L’année 2009 n’aura pas été de tout repos pour la Ville de Montréal. Plusieurs scandales et enquêtes ont touché directement l’Hôtel de Ville. Le maire, Gérald Tremblay, et son équipe ont d’ailleurs eu fort à faire pendant la dernière campagne électorale pour retrouver la confiance des Montréalais. Le pari a été en partie remporté avec la réélection de M. Tremblay et d’une majorité de ses candidats. Les deux partis de l’opposition ne se gênent toutefois pas pour rappeler au maire que près des deux tiers des citoyens n’ont pas voté pour lui. Bref rappel des événements marquants de 2009 sur la scène municipale.

Benoit Labonté est parvenu, au cours de la dernière année, à mettre dans l’embarras sa successeure à la tête de Vision Montréal, Louise Harel, le maire de Montréal, Gérald Tremblay, et la majorité des partis politiques de la province.

Comment? En disant tout haut ce que plusieurs disaient tout bas depuis des années : que le financement occulte des partis politiques est loin d’être une fiction.

Dans le cas de Gérald Tremblay, les différends avec Benoit Labonté remontent à 2007. Le 17 septembre, Benoit Labonté, qui avait été élu maire de Ville-Marie sous la bannière d’Union Montréal, claque la porte pour siéger comme indépendant.

Plus tard, le 25 mai 2008, Benoit Labonté remporte la course à la chefferie de Vision Montréal. Son arrivée est suivie de quatre départs importants (ceux du directeur général de Vision Montréal et du chef de cabinet de Benoit Labonté notamment). Puis, l’année 2009 arrive.

En 2009, trois importantes enquêtes policières concernant la Ville de Montréal ont été ouvertes. En ajoutant les deux années précédentes, le total des enquêtes grimpe à six, «du jamais vu», selon la chef de l’opposition officielle, Louise Harel.

Auparavant…

En 2006, l’administration du maire Gérald Tremblay recommande à la Société d’habitation et de développement de Montréal (SHDM) et à la Société de développement de Montréal (SDM), des sociétés paramunicipales, de fusionner. Cela est fait en mai de la même année sans qu’aucune irrégularité ne soit relevée par le ministère des Affaires municipales.

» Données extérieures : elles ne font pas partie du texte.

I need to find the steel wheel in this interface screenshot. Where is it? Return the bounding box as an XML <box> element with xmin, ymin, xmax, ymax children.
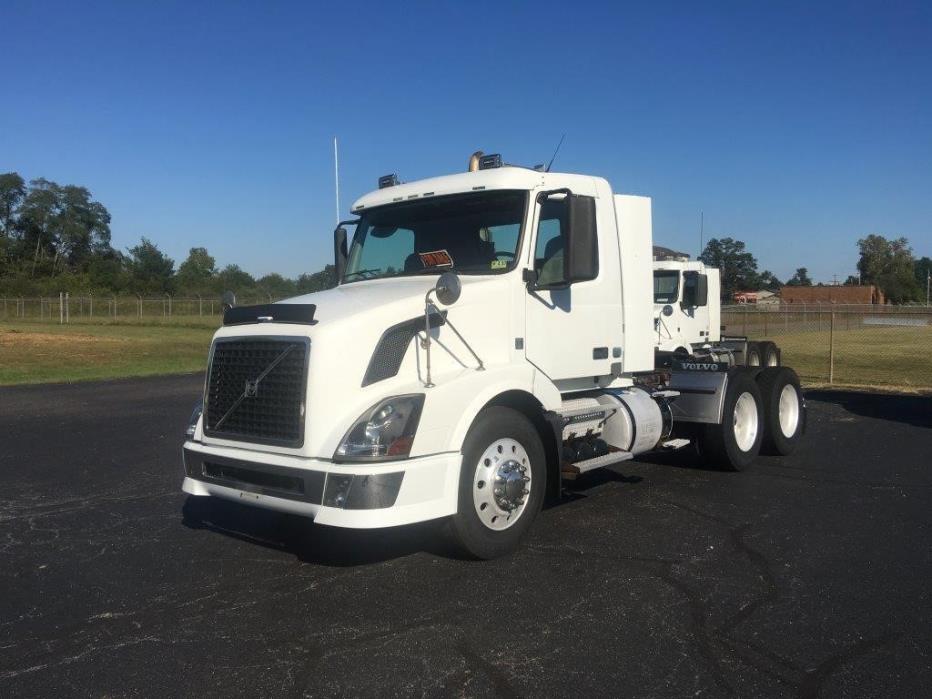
<box><xmin>472</xmin><ymin>438</ymin><xmax>533</xmax><ymax>531</ymax></box>
<box><xmin>734</xmin><ymin>392</ymin><xmax>760</xmax><ymax>451</ymax></box>
<box><xmin>778</xmin><ymin>383</ymin><xmax>800</xmax><ymax>437</ymax></box>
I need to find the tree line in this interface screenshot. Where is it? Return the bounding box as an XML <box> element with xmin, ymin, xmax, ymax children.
<box><xmin>0</xmin><ymin>172</ymin><xmax>336</xmax><ymax>298</ymax></box>
<box><xmin>699</xmin><ymin>234</ymin><xmax>932</xmax><ymax>303</ymax></box>
<box><xmin>0</xmin><ymin>172</ymin><xmax>932</xmax><ymax>303</ymax></box>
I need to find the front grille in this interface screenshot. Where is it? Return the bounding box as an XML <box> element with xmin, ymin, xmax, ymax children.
<box><xmin>204</xmin><ymin>338</ymin><xmax>309</xmax><ymax>447</ymax></box>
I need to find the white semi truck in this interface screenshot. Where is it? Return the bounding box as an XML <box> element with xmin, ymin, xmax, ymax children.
<box><xmin>183</xmin><ymin>156</ymin><xmax>805</xmax><ymax>558</ymax></box>
<box><xmin>654</xmin><ymin>254</ymin><xmax>780</xmax><ymax>367</ymax></box>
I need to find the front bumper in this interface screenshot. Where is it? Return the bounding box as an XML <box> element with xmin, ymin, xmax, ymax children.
<box><xmin>182</xmin><ymin>442</ymin><xmax>462</xmax><ymax>529</ymax></box>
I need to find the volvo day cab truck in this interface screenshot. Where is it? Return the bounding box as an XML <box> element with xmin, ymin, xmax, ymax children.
<box><xmin>654</xmin><ymin>256</ymin><xmax>780</xmax><ymax>367</ymax></box>
<box><xmin>183</xmin><ymin>154</ymin><xmax>805</xmax><ymax>558</ymax></box>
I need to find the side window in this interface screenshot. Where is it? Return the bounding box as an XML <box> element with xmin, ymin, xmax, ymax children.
<box><xmin>534</xmin><ymin>200</ymin><xmax>566</xmax><ymax>286</ymax></box>
<box><xmin>682</xmin><ymin>272</ymin><xmax>708</xmax><ymax>308</ymax></box>
<box><xmin>346</xmin><ymin>226</ymin><xmax>422</xmax><ymax>279</ymax></box>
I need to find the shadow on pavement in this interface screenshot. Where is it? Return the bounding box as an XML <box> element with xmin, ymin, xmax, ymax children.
<box><xmin>806</xmin><ymin>389</ymin><xmax>932</xmax><ymax>427</ymax></box>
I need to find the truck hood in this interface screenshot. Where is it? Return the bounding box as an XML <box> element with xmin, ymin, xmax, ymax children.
<box><xmin>279</xmin><ymin>274</ymin><xmax>488</xmax><ymax>325</ymax></box>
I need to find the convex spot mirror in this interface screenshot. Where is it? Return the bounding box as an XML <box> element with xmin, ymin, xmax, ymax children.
<box><xmin>434</xmin><ymin>272</ymin><xmax>463</xmax><ymax>306</ymax></box>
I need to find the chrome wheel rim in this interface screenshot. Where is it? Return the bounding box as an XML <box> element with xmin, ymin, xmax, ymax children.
<box><xmin>472</xmin><ymin>438</ymin><xmax>532</xmax><ymax>531</ymax></box>
<box><xmin>777</xmin><ymin>383</ymin><xmax>799</xmax><ymax>437</ymax></box>
<box><xmin>734</xmin><ymin>391</ymin><xmax>758</xmax><ymax>451</ymax></box>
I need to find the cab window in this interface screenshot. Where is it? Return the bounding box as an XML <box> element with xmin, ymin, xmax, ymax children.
<box><xmin>534</xmin><ymin>200</ymin><xmax>566</xmax><ymax>286</ymax></box>
<box><xmin>654</xmin><ymin>270</ymin><xmax>680</xmax><ymax>303</ymax></box>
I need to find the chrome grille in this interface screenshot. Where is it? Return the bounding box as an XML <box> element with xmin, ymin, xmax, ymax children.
<box><xmin>204</xmin><ymin>337</ymin><xmax>309</xmax><ymax>446</ymax></box>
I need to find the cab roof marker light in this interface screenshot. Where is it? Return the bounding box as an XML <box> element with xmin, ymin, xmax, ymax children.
<box><xmin>479</xmin><ymin>153</ymin><xmax>502</xmax><ymax>170</ymax></box>
<box><xmin>379</xmin><ymin>172</ymin><xmax>401</xmax><ymax>189</ymax></box>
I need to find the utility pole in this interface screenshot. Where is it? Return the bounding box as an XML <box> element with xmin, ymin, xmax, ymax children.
<box><xmin>333</xmin><ymin>136</ymin><xmax>340</xmax><ymax>223</ymax></box>
<box><xmin>699</xmin><ymin>209</ymin><xmax>705</xmax><ymax>257</ymax></box>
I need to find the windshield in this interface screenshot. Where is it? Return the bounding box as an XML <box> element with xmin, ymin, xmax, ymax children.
<box><xmin>654</xmin><ymin>270</ymin><xmax>680</xmax><ymax>303</ymax></box>
<box><xmin>343</xmin><ymin>190</ymin><xmax>527</xmax><ymax>282</ymax></box>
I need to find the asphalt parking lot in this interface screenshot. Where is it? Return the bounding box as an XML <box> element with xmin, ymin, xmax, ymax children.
<box><xmin>0</xmin><ymin>376</ymin><xmax>932</xmax><ymax>697</ymax></box>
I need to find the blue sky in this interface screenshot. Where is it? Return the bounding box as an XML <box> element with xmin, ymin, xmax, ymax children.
<box><xmin>0</xmin><ymin>0</ymin><xmax>932</xmax><ymax>281</ymax></box>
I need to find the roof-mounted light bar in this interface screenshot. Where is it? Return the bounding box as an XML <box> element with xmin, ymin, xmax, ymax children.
<box><xmin>379</xmin><ymin>172</ymin><xmax>401</xmax><ymax>189</ymax></box>
<box><xmin>479</xmin><ymin>153</ymin><xmax>502</xmax><ymax>170</ymax></box>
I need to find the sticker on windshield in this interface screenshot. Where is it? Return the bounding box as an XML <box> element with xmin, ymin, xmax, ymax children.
<box><xmin>418</xmin><ymin>250</ymin><xmax>453</xmax><ymax>267</ymax></box>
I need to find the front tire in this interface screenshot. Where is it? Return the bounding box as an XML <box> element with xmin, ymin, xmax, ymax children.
<box><xmin>699</xmin><ymin>367</ymin><xmax>764</xmax><ymax>471</ymax></box>
<box><xmin>450</xmin><ymin>406</ymin><xmax>547</xmax><ymax>559</ymax></box>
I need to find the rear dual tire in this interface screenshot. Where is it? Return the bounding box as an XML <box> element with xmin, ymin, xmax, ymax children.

En août 2008, le vérificateur général de la Ville de Montréal, Michel Doyon, annonce une vérification portant sur la gestion des projets de la SHDM. Ses conclusions mènent à la suspension, puis au congédiement du directeur général de la Société, Martial Fillion, et au gel de toutes les transactions de la SHDM.

Michel Doyon décide alors de pousser son enquête plus loin et vérifie les transactions qui
ont mené, depuis janvier 2007, à des cessions d’immeubles.

L’année 2009 aura été celle des compteurs d’eau. Le contrat de 356 M$ – le plus important à avoir jamais été accordé par la Ville – a été attribué au consortium GÉNIeau le 21 septembre 2007.

Depuis, il a fait couler beaucoup d’encre. Les choses ont réellement commencé à se gâter pour GÉNIeau, un consortium formé des firmes Dessau et Simard-Beaudry (firme dirigée par le controversé homme d’affaires Tony Accurso), lorsqu’une enquête de La Presse a révélé que l’ancien président du comité exécutif de Montréal, Frank Zampino, avait séjourné sur le bateau de M. Accurso alors que les procédures d’attribution du contrat étaient en cours.